Stay Updated with NFT Trends: Learn About Web Scraping NFT Marketplaces

Share:

Web Scraping NFT Marketplaces

According to Grand View Research, the NFT marketplace might reach around 211 billion by 2030. That’s not a small number. One way to stay updated with this growing market is by web scraping NFT marketplaces.

This article explores how you can scrape NFT listings using Playwright and BeautifulSoup.

The Environment for Web Scraping NFT Marketplaces

This tutorial uses three external Python libraries:

  1. Playwright: An automated browser that interacts with dynamic web pages.
  2. BeautifulSoup: A parsing library that has intuitive methods to parse HTML code.
  3. lxml: A low-level HTML parser used by BeautifulSoup in this code.

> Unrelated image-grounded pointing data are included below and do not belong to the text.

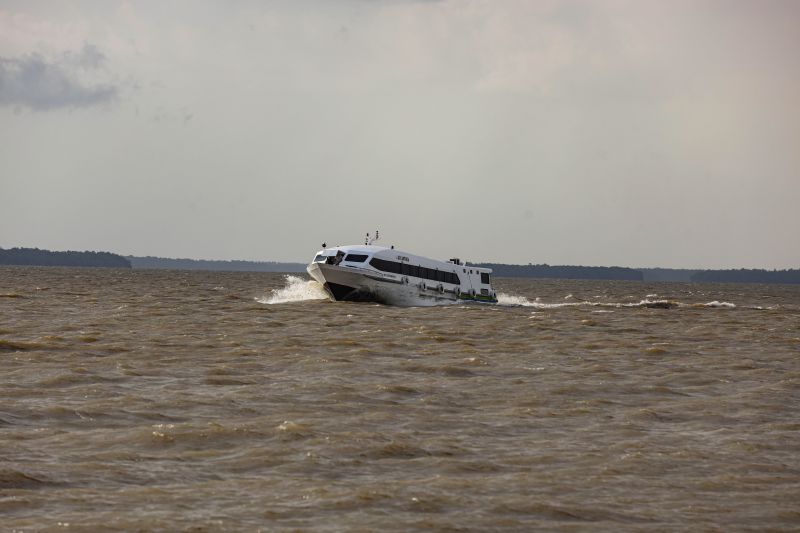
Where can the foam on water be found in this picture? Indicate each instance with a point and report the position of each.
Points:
(296, 289)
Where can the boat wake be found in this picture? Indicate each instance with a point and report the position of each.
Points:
(520, 301)
(297, 289)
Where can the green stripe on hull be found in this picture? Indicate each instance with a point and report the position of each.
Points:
(477, 298)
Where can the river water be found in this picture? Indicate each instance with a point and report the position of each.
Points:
(214, 401)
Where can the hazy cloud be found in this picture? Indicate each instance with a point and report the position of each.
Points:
(73, 79)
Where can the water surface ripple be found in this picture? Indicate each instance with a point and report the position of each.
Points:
(210, 401)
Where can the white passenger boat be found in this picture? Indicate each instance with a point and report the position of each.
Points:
(379, 274)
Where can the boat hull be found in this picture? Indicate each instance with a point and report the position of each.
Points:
(344, 283)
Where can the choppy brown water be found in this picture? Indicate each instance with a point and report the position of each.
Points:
(165, 400)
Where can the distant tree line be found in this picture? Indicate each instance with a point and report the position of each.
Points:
(744, 275)
(563, 272)
(150, 262)
(37, 257)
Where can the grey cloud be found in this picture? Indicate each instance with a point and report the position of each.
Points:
(68, 81)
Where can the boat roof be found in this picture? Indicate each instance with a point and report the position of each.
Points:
(391, 253)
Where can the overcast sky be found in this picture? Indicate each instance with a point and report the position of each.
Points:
(633, 133)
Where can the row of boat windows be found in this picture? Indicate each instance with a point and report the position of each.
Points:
(414, 270)
(406, 270)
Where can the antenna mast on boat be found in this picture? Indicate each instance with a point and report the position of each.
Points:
(369, 241)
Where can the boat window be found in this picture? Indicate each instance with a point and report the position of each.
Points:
(415, 270)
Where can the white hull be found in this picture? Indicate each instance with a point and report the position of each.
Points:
(348, 284)
(389, 276)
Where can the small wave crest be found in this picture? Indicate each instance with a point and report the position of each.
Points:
(297, 289)
(520, 301)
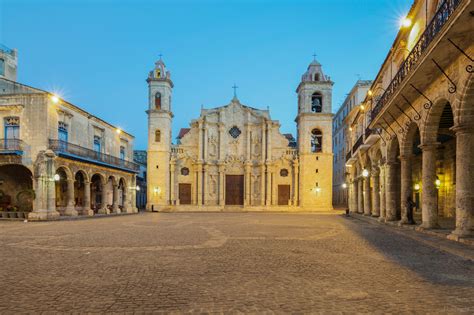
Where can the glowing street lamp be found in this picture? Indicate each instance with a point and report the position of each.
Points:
(405, 22)
(55, 98)
(365, 173)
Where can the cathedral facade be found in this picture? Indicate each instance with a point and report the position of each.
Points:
(234, 156)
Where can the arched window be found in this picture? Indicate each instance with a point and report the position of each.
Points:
(158, 100)
(2, 67)
(157, 135)
(316, 141)
(316, 103)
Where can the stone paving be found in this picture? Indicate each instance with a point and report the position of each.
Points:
(227, 263)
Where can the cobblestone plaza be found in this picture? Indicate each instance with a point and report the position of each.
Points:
(230, 262)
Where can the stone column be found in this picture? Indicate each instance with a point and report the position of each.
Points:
(429, 195)
(268, 186)
(262, 184)
(199, 183)
(86, 210)
(406, 184)
(205, 186)
(70, 207)
(103, 207)
(297, 183)
(367, 196)
(247, 179)
(360, 198)
(391, 191)
(115, 207)
(376, 192)
(221, 185)
(464, 180)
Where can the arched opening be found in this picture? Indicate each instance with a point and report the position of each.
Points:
(16, 188)
(446, 169)
(316, 141)
(157, 135)
(121, 195)
(393, 188)
(158, 100)
(61, 178)
(317, 102)
(96, 192)
(79, 187)
(109, 189)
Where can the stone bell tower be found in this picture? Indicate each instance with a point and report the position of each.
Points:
(314, 124)
(159, 137)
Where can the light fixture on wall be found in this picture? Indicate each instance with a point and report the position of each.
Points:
(417, 187)
(405, 22)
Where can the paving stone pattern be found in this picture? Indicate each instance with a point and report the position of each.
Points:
(226, 263)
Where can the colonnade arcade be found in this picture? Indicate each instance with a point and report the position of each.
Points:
(87, 193)
(430, 161)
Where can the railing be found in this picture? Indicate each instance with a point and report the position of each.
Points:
(358, 143)
(73, 149)
(6, 50)
(368, 132)
(348, 155)
(11, 145)
(443, 14)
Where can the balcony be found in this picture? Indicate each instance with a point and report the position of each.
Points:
(74, 151)
(11, 146)
(371, 136)
(418, 52)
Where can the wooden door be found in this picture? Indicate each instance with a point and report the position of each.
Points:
(185, 194)
(234, 189)
(283, 195)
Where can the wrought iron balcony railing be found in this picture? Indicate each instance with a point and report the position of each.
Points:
(358, 143)
(443, 14)
(59, 146)
(348, 155)
(11, 146)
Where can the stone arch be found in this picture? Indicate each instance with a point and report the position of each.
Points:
(429, 128)
(97, 187)
(80, 179)
(62, 176)
(123, 193)
(16, 187)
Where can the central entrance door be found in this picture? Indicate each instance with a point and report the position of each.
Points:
(184, 194)
(283, 195)
(234, 189)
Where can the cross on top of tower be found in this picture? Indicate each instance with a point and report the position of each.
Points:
(235, 87)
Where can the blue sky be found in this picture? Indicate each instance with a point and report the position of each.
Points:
(97, 54)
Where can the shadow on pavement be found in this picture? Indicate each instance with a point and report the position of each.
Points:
(432, 264)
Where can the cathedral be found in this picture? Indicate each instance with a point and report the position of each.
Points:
(233, 157)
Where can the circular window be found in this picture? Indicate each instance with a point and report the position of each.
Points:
(235, 132)
(185, 171)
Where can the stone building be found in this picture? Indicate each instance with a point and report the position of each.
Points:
(234, 156)
(414, 135)
(139, 157)
(353, 99)
(57, 159)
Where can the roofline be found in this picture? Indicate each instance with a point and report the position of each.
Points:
(71, 105)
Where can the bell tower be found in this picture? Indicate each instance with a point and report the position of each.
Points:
(314, 127)
(159, 137)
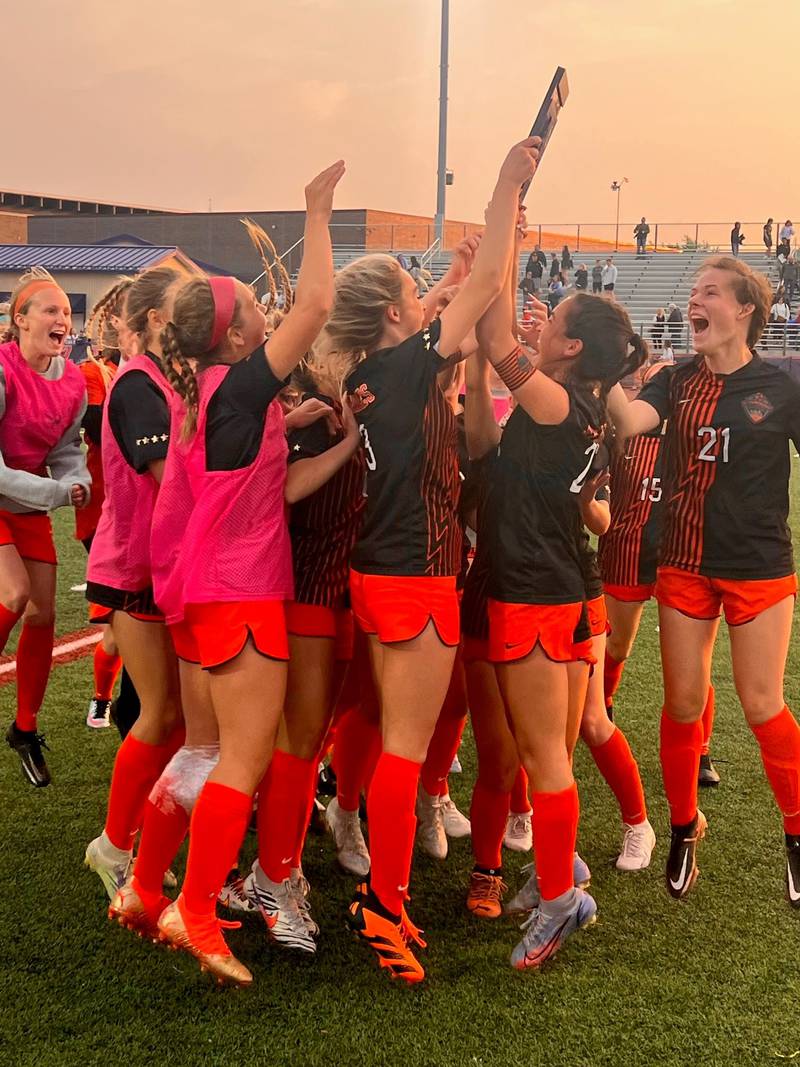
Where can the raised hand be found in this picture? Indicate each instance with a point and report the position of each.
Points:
(319, 192)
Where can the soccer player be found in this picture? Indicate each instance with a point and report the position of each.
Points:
(726, 545)
(42, 402)
(408, 554)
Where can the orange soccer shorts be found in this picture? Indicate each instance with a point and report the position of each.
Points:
(398, 608)
(702, 598)
(221, 631)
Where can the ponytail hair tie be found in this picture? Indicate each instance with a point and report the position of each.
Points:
(223, 292)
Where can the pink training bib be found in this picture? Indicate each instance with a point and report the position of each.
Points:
(121, 551)
(38, 411)
(236, 544)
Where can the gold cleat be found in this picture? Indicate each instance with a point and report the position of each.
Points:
(130, 911)
(202, 936)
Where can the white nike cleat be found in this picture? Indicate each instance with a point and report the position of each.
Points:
(518, 834)
(351, 849)
(637, 847)
(431, 833)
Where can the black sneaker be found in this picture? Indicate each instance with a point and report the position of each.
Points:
(682, 865)
(326, 781)
(28, 745)
(707, 778)
(793, 870)
(99, 714)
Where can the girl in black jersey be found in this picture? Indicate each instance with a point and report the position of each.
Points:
(406, 558)
(725, 544)
(553, 442)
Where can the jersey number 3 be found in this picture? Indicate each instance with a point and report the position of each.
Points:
(710, 435)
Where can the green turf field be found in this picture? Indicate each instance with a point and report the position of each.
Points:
(710, 981)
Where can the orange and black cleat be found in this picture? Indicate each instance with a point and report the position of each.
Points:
(386, 934)
(138, 910)
(484, 896)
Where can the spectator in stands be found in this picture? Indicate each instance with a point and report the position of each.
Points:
(641, 232)
(674, 323)
(768, 237)
(537, 257)
(597, 276)
(528, 286)
(737, 239)
(789, 274)
(421, 275)
(609, 275)
(659, 323)
(566, 264)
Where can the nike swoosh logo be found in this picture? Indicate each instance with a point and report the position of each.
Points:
(678, 885)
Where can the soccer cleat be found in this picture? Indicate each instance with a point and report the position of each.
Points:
(28, 745)
(234, 893)
(548, 928)
(301, 889)
(682, 865)
(351, 849)
(456, 823)
(430, 825)
(133, 909)
(386, 935)
(112, 865)
(518, 834)
(637, 847)
(484, 896)
(278, 907)
(99, 714)
(793, 870)
(528, 897)
(707, 776)
(202, 937)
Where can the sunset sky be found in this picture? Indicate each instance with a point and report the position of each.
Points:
(172, 104)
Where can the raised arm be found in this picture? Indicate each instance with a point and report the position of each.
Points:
(490, 270)
(315, 290)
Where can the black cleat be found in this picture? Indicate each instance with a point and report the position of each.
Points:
(793, 870)
(682, 865)
(28, 745)
(707, 776)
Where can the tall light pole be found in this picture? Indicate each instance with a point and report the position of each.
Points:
(442, 173)
(617, 188)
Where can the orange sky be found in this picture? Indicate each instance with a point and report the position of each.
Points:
(173, 102)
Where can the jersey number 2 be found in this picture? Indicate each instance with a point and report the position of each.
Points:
(591, 452)
(706, 452)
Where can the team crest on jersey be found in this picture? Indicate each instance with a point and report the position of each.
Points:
(361, 398)
(756, 408)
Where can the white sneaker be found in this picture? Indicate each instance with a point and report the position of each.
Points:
(278, 906)
(110, 863)
(430, 825)
(301, 889)
(518, 834)
(457, 825)
(351, 848)
(637, 847)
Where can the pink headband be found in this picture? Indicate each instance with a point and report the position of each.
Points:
(223, 291)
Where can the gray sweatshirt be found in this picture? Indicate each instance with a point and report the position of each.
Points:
(20, 491)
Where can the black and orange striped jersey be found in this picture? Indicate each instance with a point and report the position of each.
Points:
(324, 526)
(628, 552)
(411, 524)
(726, 468)
(532, 520)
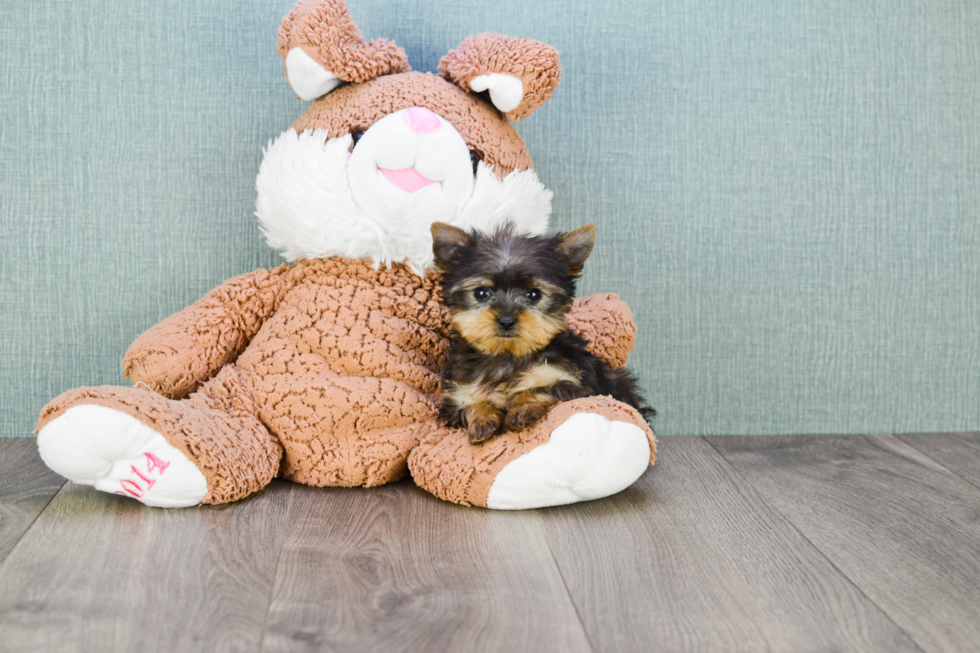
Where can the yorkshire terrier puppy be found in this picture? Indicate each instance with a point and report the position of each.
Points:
(512, 356)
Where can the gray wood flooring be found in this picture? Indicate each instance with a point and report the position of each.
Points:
(829, 543)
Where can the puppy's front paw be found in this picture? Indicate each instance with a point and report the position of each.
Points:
(525, 415)
(483, 422)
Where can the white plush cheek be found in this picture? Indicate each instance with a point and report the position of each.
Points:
(446, 158)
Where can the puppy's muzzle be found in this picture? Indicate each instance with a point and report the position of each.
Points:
(506, 322)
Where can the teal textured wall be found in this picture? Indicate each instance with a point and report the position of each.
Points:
(787, 192)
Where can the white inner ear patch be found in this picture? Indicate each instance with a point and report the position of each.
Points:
(309, 79)
(506, 91)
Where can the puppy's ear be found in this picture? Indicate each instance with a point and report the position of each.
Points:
(446, 239)
(519, 73)
(321, 48)
(576, 246)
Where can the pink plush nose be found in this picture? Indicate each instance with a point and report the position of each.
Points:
(422, 121)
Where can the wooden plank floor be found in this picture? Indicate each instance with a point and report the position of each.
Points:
(830, 543)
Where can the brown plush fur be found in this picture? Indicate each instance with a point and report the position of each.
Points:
(535, 63)
(325, 31)
(357, 107)
(324, 372)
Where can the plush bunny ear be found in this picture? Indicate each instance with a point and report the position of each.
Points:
(519, 73)
(322, 48)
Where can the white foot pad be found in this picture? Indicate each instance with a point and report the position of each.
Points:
(116, 453)
(588, 457)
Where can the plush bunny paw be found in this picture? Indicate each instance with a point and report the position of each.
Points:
(116, 453)
(587, 457)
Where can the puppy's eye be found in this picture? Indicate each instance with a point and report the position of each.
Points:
(475, 158)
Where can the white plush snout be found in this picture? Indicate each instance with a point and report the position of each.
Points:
(318, 198)
(438, 155)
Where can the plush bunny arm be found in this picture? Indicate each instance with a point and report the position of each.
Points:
(189, 347)
(607, 323)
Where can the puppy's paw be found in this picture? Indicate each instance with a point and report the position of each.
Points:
(483, 422)
(525, 415)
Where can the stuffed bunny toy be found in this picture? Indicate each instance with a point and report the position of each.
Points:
(325, 370)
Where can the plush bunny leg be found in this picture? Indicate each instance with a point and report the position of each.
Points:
(208, 448)
(582, 450)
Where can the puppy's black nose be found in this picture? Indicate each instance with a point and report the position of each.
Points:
(506, 321)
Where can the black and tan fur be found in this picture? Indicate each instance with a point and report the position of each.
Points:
(512, 356)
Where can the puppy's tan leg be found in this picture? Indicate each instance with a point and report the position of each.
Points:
(483, 422)
(527, 409)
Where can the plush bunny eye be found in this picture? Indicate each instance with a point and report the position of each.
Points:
(475, 159)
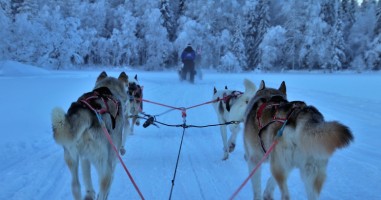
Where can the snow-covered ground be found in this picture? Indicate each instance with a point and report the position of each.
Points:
(32, 165)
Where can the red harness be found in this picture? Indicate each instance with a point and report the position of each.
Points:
(89, 101)
(274, 118)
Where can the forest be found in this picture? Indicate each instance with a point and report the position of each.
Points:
(228, 35)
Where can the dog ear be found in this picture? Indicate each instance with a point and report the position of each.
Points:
(282, 87)
(102, 76)
(262, 85)
(123, 77)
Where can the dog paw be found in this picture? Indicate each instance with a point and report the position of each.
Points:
(122, 151)
(231, 147)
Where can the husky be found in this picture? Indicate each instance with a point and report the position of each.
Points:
(135, 91)
(231, 106)
(134, 106)
(82, 136)
(307, 141)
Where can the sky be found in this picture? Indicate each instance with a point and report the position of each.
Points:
(32, 165)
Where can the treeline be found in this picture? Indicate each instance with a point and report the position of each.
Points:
(231, 36)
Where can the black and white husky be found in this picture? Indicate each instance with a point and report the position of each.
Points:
(83, 139)
(231, 107)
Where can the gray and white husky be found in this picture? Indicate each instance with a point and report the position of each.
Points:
(307, 142)
(80, 133)
(231, 107)
(134, 105)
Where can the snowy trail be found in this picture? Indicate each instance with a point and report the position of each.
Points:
(32, 165)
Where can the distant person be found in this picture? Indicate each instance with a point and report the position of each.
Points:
(188, 57)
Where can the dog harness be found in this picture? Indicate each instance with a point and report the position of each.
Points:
(104, 94)
(275, 118)
(135, 92)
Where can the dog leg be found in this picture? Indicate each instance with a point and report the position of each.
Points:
(280, 171)
(234, 129)
(269, 190)
(86, 171)
(72, 162)
(313, 176)
(105, 180)
(126, 131)
(224, 141)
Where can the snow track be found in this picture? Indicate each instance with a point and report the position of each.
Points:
(32, 165)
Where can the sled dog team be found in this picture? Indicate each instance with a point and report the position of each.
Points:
(307, 141)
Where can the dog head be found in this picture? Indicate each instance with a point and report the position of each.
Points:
(134, 89)
(265, 94)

Install these packages using PIP.

pip install requests selenium beautifulsoup4

Wondering if there are other libraries for web scraping? Check out this article on Python web scraping libraries and frameworks.

The Data Extracted from NFT Marketplaces

The code in this tutorial extracts details of the

  1. Trending NFT collections from OpenSea’s homepage
  2. Latest NFT drops (newly released NFTs) from Rarible’s homepage

Data Extracted from OpenSea

The details extracted from the trending NFT collections on OpenSea include:

  1. URL
  2. Rank
  3. Name
  4. Floor Price
  5. 24-h volume

Use your browser’s inspect features to locate the elements holding these data points. Knowing their attributes allows you to determine which BeautifulSoup selectors to use.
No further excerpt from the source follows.